The last time the dispute escalated to a military confrontation was in 2019. Then, U.S. officials detected enough movement in the nuclear arsenals of both nations to be alarmed, and Secretary of State Mike Pompeo was awakened in the middle of the night. He worked the phone in an attempt to convince each side that the other was not prepping for nuclear war. That clash quickly cooled after India dropped bombs in a wooded hills near a madrasa that it claimed was harboring terrorists and Pakistan dropped some munitions on the Indian side soon after. Things remained touchy for awhile  time with the news in both countries in a jingoistic overdrive before returning to an uneasy middle ground.

That was six years ago. The attacks last week were very different: The Indian military did not drop bombs in the middle of the woods this time.
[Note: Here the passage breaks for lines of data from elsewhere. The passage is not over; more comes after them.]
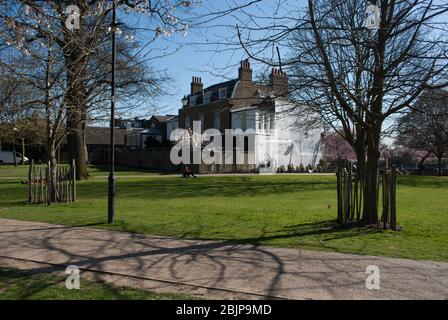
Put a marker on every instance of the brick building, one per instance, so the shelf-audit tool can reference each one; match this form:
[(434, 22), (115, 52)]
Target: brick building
[(244, 104)]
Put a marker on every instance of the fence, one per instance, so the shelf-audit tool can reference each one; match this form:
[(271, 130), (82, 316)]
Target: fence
[(40, 190), (350, 195)]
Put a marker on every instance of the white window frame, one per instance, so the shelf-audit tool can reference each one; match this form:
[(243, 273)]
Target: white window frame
[(225, 93), (192, 100), (207, 97), (217, 120)]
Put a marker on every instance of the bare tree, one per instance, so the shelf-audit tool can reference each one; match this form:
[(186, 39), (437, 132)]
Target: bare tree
[(355, 77), (425, 127)]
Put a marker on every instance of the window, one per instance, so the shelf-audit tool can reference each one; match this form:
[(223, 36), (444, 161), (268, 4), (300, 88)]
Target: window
[(260, 121), (244, 122), (222, 93), (192, 101), (217, 120), (202, 120)]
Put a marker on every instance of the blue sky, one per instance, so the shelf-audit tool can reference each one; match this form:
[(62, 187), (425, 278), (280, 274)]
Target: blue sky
[(197, 54), (193, 56)]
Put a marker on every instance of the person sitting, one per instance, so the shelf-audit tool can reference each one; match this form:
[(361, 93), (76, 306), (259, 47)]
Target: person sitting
[(187, 173)]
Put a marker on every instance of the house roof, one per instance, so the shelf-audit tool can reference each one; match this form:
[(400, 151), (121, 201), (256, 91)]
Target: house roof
[(101, 136), (163, 118), (213, 90)]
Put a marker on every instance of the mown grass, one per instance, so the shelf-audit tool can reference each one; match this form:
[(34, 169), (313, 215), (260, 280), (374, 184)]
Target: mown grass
[(282, 210), (25, 285)]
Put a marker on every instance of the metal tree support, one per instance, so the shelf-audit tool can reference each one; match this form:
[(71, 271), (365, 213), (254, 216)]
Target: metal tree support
[(39, 183), (350, 195)]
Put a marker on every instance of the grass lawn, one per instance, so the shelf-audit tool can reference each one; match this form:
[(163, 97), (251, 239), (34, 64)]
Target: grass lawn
[(280, 210), (22, 285)]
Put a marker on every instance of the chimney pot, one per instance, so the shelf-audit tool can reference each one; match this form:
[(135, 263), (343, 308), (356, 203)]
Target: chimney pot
[(245, 72)]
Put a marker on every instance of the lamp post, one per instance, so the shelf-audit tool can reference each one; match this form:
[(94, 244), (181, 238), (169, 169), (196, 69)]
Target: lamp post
[(111, 191)]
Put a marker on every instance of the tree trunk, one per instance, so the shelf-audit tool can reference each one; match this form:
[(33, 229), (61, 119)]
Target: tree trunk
[(23, 151), (75, 61), (14, 154), (420, 164), (370, 210), (360, 174)]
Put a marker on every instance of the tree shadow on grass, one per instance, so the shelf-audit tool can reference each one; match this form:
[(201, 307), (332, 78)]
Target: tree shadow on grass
[(231, 188), (327, 228)]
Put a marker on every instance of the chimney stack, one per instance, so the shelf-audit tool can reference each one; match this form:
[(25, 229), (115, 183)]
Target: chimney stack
[(245, 72), (279, 82), (196, 85)]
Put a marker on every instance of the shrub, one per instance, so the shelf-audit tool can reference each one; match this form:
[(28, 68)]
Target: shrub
[(290, 167)]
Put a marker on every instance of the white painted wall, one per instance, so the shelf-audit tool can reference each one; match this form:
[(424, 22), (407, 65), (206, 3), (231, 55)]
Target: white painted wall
[(292, 144), (171, 125)]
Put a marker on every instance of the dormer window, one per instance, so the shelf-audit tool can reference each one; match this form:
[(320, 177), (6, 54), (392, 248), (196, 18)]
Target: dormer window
[(207, 97), (222, 93), (192, 101)]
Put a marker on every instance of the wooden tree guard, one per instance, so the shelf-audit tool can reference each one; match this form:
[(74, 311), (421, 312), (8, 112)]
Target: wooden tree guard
[(40, 183), (350, 195)]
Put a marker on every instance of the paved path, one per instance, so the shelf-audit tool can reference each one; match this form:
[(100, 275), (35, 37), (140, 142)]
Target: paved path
[(204, 267)]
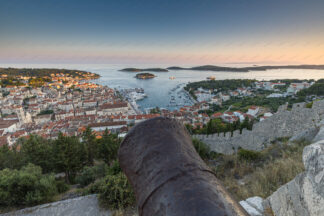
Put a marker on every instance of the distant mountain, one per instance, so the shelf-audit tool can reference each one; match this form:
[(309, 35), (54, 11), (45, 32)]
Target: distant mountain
[(144, 76), (146, 69), (247, 69)]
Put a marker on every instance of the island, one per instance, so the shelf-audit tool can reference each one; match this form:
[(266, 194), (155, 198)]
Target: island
[(144, 76), (146, 69)]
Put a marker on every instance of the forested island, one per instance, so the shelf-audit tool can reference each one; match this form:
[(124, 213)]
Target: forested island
[(144, 76), (146, 69), (46, 72)]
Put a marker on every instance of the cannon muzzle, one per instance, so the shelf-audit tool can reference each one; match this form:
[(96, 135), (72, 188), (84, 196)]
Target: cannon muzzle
[(168, 176)]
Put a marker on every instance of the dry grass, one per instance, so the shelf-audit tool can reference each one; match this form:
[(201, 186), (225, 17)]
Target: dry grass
[(277, 165)]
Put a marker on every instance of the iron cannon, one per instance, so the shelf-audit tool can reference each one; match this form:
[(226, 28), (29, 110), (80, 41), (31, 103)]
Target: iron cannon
[(168, 176)]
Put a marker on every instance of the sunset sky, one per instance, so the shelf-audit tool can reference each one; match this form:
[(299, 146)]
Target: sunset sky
[(162, 31)]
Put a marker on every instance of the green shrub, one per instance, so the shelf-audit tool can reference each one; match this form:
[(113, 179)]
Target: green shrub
[(309, 105), (116, 192), (248, 155), (115, 168), (61, 186), (26, 186), (202, 149), (90, 174)]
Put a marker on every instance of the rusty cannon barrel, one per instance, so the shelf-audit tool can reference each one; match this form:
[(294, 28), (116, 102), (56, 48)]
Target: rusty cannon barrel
[(168, 176)]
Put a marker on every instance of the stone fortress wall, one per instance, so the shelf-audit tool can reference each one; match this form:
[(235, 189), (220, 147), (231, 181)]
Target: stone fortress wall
[(285, 123)]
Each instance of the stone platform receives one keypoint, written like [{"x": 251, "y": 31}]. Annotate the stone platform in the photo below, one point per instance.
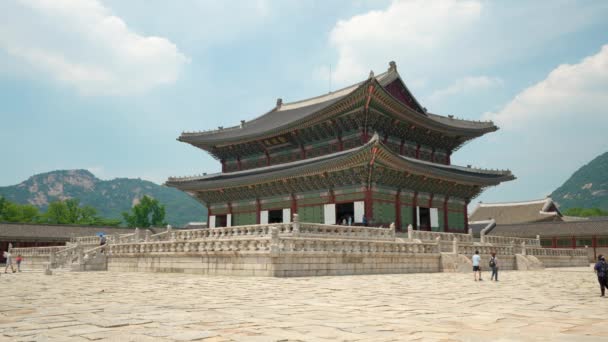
[{"x": 546, "y": 305}]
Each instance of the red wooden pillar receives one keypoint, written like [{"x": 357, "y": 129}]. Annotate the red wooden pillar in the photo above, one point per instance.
[
  {"x": 398, "y": 210},
  {"x": 415, "y": 212},
  {"x": 466, "y": 216},
  {"x": 573, "y": 242},
  {"x": 258, "y": 210},
  {"x": 446, "y": 226},
  {"x": 369, "y": 212},
  {"x": 594, "y": 245},
  {"x": 294, "y": 204}
]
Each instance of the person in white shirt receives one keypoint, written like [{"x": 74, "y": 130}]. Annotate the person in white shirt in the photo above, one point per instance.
[{"x": 476, "y": 268}]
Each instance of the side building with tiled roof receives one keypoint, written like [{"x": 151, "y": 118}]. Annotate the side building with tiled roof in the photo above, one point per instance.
[
  {"x": 366, "y": 153},
  {"x": 516, "y": 212}
]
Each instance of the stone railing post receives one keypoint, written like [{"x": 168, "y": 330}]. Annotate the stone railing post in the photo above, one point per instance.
[
  {"x": 136, "y": 236},
  {"x": 296, "y": 224},
  {"x": 274, "y": 241}
]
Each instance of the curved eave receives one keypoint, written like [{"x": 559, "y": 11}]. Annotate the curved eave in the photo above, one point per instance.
[
  {"x": 446, "y": 125},
  {"x": 340, "y": 161}
]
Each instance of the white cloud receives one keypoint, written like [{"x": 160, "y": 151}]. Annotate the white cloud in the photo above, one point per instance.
[
  {"x": 82, "y": 44},
  {"x": 412, "y": 28},
  {"x": 576, "y": 91},
  {"x": 550, "y": 129},
  {"x": 466, "y": 85}
]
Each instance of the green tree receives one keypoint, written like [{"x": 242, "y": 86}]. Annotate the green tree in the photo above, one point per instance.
[{"x": 147, "y": 213}]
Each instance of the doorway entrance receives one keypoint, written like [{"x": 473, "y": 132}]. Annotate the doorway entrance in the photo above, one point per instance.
[
  {"x": 345, "y": 213},
  {"x": 424, "y": 218},
  {"x": 275, "y": 216}
]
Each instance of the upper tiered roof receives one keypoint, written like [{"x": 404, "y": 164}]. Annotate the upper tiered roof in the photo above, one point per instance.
[{"x": 286, "y": 117}]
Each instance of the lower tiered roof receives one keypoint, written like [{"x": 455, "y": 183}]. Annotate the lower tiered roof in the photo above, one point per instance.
[{"x": 372, "y": 153}]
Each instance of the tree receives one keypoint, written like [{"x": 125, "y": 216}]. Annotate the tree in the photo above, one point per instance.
[{"x": 147, "y": 213}]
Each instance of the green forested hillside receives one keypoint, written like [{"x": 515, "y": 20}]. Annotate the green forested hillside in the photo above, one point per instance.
[
  {"x": 587, "y": 187},
  {"x": 110, "y": 198}
]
The strikes hit near major population hubs, and Pakistani military officials said that more than 20 people, including a child, have died. The world is expecting Pakistan to retaliate and it’s hard to imagine this skirmish ending in memes and a media frenzy.

Formerly, the U.S .would have stepped in and steadied the situation, calming the fire, and leading diplomacy. That's not the case now. The President's financial and personal self-interests aren't served by this conflict, and a detached Trump simply called the escalation, “a shame.”

“We just heard about it,” he said of the Indian strikes. “They’ve been fighting for a long time. I just hope it ends very quickly.” Shortly after the strikes, Secretary of State Marco Rubio was briefed on the military actions. Rubio tweeted that he’s “monitoring closely,” as if watching a crisis unfold on TV counts as leadership.

This isn’t just embarrassing, it’s dangerous. The world no longer sees America as the stabilizing force it once was. Instead, it sees disinformation replacing intelligence, posturing instead of policy, and a White House that can't, or won’t, lead.

This is how trust collapses. This is how vacuums of power form, and authoritarian regimes boldly step into such vacuums. China has an obvious interest in a potential nuclear war breaking out on its border and in an area to which it has claims of its own. They're likely to step in and attempt some diplomacy, but with their ties to Pakistan and their own territorial interests in the area, they may not be as trusted by either side as the U.S. once was. China could decide to step in with military action. It's less clear how Shia Iran will react to the situation in Sunni Kashmir.

I don't mean to be overly dramatic, but Kashmir and situations like this have long been considered likely scenarios for the start of World War III. Add to this the stunning level of sheer incompetence and absence of leadership in the United States, where the president doesn't see how he personally could make a profit off this crisis, and the situation becomes even more dangerous. Add to this the current situations in Ukraine and Palestine, where Russia or Israel might decide to use fighting in the Kashmir as a diversion to escalate their own war efforts, and things are even more dire. 

When the world needs more than ever the cool-headed diplomacy of an Obama or even a Biden in his prime, we instead have the self-serving narcissism of a mentally diminished Trump, surrounded by his boot-licking lackeys who dare not question their dear leader. 

I don't see this all ending well for anybody.